“Vielleicht”, “Unter bestimmten Bedingungen”, “Kann schon sein” – diese oder ähnliche Aussagen höre ich jeden Tag und gebe sie nicht selten selbst von mir. Denn das Leben ist nicht immer leicht zu planen oder vorherzusehen.
Insbesondere, wenn wir uns aus unserer persönlichen Wohlfühlzone entfernen und für uns ungewohnte oder neuartige Dinge ausprobieren. Die meisten davon sind vielleicht kompliziert und können mit genügend Information, Übung und Einsatz gemeistert werden. Schreiten wir jedoch weiter und begeben uns auf das Gebiet komplexer Organismen, wie die soziale Interaktion zwischen Menschen oder den globalen Finanzsystemen, haben wir es hingegen mit komplexen Fragestellungen zu tun.
Diese Erkenntnis ist ausschlaggebend, um sich wieder mit den Unsicherheiten des täglichen Lebens anzufreunden. “Komplizierte Fragestellungen” lassen sich gut meistern, wohingegen “komplexe Fragestellungen” immer mit Unsicherheiten und notwendiger Anpassung einhergehen.
Kompliziert und Komplex – so ist das Leben
Viele alltägliche Herausforderungen und Probleme sind eher von komplizierter Natur. Sie bestehen aus diversen Faktoren, die miteinander in Verbindung stehen, aber dennoch überschaubar sind. Daher könne wir lernen diese komplizierten Zusammenhänge mit ausreichend Information, Übung und fortlaufender Erfahrung zu meistern. Zu diesen zählen unter anderem die Bedienung des neuen Handy, das Erlernen der Spielregeln eines Brettspiels oder die Regeln bestehender Gesetze – na ja, zumindest solange bis ein Anwalt das anders sieht.
Komplexe Zusammenhänge sind von etwas anderer Natur. Diese sind nicht so klar definiert und folgen auch keinen wiederholbaren Regeln.
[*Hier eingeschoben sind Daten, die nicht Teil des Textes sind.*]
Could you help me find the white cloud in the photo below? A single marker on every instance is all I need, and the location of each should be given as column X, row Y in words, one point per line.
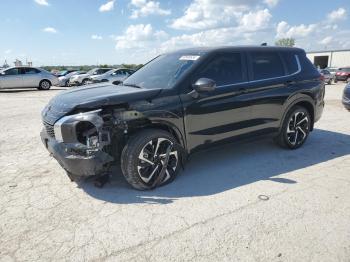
column 139, row 36
column 42, row 2
column 146, row 8
column 208, row 14
column 109, row 6
column 285, row 30
column 336, row 15
column 271, row 3
column 250, row 30
column 96, row 37
column 50, row 30
column 254, row 21
column 327, row 40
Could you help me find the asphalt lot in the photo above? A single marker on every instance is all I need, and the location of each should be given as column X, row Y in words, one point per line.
column 244, row 202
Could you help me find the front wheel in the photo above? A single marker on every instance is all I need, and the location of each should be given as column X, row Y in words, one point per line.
column 296, row 128
column 150, row 159
column 44, row 85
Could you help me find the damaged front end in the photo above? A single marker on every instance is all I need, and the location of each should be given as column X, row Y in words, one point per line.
column 80, row 143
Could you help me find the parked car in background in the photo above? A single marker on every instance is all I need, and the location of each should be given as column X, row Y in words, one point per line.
column 343, row 74
column 22, row 77
column 64, row 72
column 179, row 103
column 114, row 76
column 328, row 78
column 346, row 97
column 64, row 80
column 83, row 79
column 332, row 70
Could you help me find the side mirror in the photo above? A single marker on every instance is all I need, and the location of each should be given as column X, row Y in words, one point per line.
column 203, row 85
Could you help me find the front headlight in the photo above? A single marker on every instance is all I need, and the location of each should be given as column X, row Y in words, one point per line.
column 78, row 127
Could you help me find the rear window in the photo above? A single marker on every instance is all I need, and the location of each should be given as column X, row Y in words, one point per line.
column 291, row 62
column 266, row 65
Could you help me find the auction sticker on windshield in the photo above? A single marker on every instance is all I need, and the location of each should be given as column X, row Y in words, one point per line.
column 189, row 57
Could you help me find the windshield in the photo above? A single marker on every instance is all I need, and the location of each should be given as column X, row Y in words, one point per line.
column 162, row 72
column 92, row 71
column 62, row 73
column 344, row 69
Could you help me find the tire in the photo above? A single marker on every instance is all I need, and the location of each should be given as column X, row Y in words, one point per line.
column 295, row 129
column 44, row 85
column 143, row 157
column 85, row 81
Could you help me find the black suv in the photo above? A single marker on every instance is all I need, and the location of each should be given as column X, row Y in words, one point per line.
column 181, row 102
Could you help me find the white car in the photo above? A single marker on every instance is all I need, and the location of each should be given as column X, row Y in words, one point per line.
column 83, row 79
column 114, row 76
column 22, row 77
column 64, row 80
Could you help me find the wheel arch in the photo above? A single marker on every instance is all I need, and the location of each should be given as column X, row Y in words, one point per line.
column 305, row 101
column 166, row 126
column 45, row 79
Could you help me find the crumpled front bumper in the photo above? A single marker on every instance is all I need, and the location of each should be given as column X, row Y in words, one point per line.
column 73, row 157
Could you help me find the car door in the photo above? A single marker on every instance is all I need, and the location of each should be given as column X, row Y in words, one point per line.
column 271, row 74
column 224, row 112
column 31, row 77
column 11, row 78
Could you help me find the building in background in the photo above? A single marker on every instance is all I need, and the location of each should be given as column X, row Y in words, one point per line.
column 330, row 58
column 18, row 62
column 5, row 65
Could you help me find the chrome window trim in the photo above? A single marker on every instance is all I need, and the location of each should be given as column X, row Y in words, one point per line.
column 272, row 78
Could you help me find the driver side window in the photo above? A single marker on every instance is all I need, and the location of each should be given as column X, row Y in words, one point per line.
column 224, row 69
column 12, row 71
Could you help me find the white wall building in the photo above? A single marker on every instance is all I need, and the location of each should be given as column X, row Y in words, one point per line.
column 330, row 58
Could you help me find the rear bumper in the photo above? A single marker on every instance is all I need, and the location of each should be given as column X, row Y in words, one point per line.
column 319, row 110
column 346, row 102
column 341, row 78
column 75, row 159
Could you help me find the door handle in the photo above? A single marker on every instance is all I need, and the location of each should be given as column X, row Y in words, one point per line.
column 242, row 91
column 289, row 82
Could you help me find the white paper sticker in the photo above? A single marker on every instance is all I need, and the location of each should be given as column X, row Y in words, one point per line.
column 189, row 57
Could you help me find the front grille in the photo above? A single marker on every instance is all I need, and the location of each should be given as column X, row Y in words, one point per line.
column 49, row 130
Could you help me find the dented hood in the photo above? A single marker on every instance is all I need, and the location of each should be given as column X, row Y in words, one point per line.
column 93, row 97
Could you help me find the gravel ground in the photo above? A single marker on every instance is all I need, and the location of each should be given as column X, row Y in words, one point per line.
column 244, row 202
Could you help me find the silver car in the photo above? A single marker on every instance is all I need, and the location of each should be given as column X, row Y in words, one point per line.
column 83, row 79
column 112, row 76
column 328, row 78
column 22, row 77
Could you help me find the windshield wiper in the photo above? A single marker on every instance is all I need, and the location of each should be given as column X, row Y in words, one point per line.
column 132, row 85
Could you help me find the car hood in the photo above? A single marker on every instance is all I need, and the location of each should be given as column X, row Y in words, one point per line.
column 93, row 97
column 97, row 77
column 80, row 76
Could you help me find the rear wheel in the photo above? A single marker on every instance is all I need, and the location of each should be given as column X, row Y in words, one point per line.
column 295, row 129
column 150, row 159
column 85, row 81
column 44, row 85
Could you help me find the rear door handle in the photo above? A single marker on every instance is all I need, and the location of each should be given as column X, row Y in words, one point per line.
column 242, row 91
column 290, row 82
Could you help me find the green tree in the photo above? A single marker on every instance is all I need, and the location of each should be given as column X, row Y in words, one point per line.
column 289, row 42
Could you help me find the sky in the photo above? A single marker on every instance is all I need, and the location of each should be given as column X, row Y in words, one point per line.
column 87, row 32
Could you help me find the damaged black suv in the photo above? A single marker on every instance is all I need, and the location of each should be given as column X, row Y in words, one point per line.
column 181, row 102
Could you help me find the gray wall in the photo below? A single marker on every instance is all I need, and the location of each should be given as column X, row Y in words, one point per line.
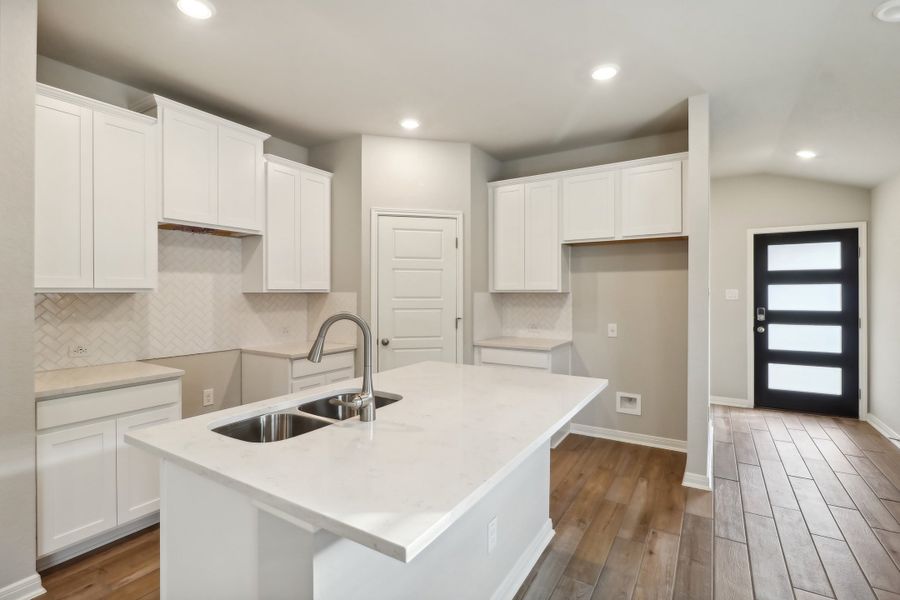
column 642, row 287
column 754, row 201
column 654, row 145
column 219, row 371
column 884, row 302
column 18, row 24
Sie entwickeln sich eher dynamisch und können zu jeder Zeit unvorhersehbare Wirkungen erzeugen, welche es praktisch unmöglich machen, diese zu planen. In diesem Zusammenhang spricht man auch von Fernwirkungen, welche zu einem späteren Zeitpunkt auftreten und bei der Planung nicht bekannt sind oder sein können.
Für all jene, die es gerne mathematisch mögen – also ein oder zwei Leser – entwickeln sich komplizierte Systeme in linearer Weise, wohingegen komplexe Systeme eine eher nicht-lineare Entwicklung aufweisen.
Unsicherheiten gehören dazu und können neue Möglichkeiten ergeben
Was können wir nun daraus lernen? Welche Schlüsse können wir daraus ziehen?
Das Leben ist nicht berechenbar oder folgt einer definierten Anweisung – es entwickelt sich auf diversen Bahnen und ohne vorhersehbare Strukturen. Daher ist es leider oft ein Trugschluss, alles kontrollieren zu können oder durch vermeintliche Sicherheiten zu glauben, das Leben im Griff zu haben.
Leben und komplexe Zusammenhänge beinhalten immer Unsicherheiten. Wir müssen daher lernen und akzeptieren, dass diese existieren und zu jeder Zeit auftreten können. Sei es bei der Planung des bevorstehenden Urlaubs oder umzusetzenden Projektes, der Auswahl der Altersvorsorge oder dem Tippen des nächsten Fußballweltmeisters – ganz ehrlich, wer hätte geglaubt, dass Kroatien gegen Frankreich im Endspiel steht?
Wir müssen offen sein für Neues, den Fortschritt willkommen heißen und uns mit anderen austauschen, um der Komplexität des Lebens begegnen zu können. Dadurch können wir unterschiedliche Ansichten in unseren Entscheidungen berücksichtigen und diese aus verschiedenen Standpunkten betrachten.
Leben heißt Entscheidungen zu treffen und dadurch manchmal seine Ziele zu erreichen und manchmal eben nicht – doch selbst dann lernt man wieder etwas Neues fürs Leben!